There was a pounding on the door. Madga's voice yelled, "Keleios, Keleios, don't kill him. You're liable to bum the whole place down." The tramping beat of guards' boots were loud in the corridor.

Someone asked, "Where is the key?"

Keleios looked around the ruined wreck of the room. All the tapestries were scorched, and one, in tattered ruins. The bed was half-collapsed and fire touched.

His smile broadened. "If bedding you is always this exciting, I shall not live out the summer."

She smiled and a giggle escaped her lips. His own lips trembled. And they began to laugh. It was good, healthy laughter, and it bubbled out of both of them. Tension flowed away on a sound of laughter.
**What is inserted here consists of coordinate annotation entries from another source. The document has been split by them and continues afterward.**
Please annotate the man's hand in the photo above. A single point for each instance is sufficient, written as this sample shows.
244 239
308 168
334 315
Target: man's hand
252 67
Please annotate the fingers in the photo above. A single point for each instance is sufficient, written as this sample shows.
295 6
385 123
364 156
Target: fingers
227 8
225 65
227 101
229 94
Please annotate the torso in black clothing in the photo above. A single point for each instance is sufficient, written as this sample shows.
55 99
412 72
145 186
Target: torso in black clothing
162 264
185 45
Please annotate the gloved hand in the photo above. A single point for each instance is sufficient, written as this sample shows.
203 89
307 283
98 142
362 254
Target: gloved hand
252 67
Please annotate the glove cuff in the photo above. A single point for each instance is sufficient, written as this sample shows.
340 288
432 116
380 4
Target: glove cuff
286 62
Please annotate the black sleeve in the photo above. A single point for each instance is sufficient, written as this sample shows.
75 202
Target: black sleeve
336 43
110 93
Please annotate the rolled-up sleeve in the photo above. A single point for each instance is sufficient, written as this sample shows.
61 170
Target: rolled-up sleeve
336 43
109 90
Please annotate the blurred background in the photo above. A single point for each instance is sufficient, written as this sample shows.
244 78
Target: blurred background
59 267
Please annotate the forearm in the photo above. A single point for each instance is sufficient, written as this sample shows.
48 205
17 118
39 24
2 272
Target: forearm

Keleios thought enough to hand Lothor his nightshirt to cover his lap, and the door opened.

Guards rushed in and found nothing to fight. Methia strode in and nearly screamed when she saw the room. "Verm's Wyrms, sister, can't I trust you not to destroy every room I give you?"

Lothor stood and tried to explain, but the nightshirt fell to the floor and left him bare. Methia screamed, "Cover yourself!"

Lothor said, "There is no reason to shriek." Keleios handed Lothor his nightshirt, eyes shining with suppressed laughter. He began to explain, and Methia, to yell. Keleios tugged a piece of charred bedpost from under her gown, and the laughter bubbled up full throated. Lothor and Methia turned at almost the same time.

Methia yelled, "What are you laughing about?" Lothor winked at Keleios, behind her back. Keleios fell backward on to the scarred floor and laughed until she cried.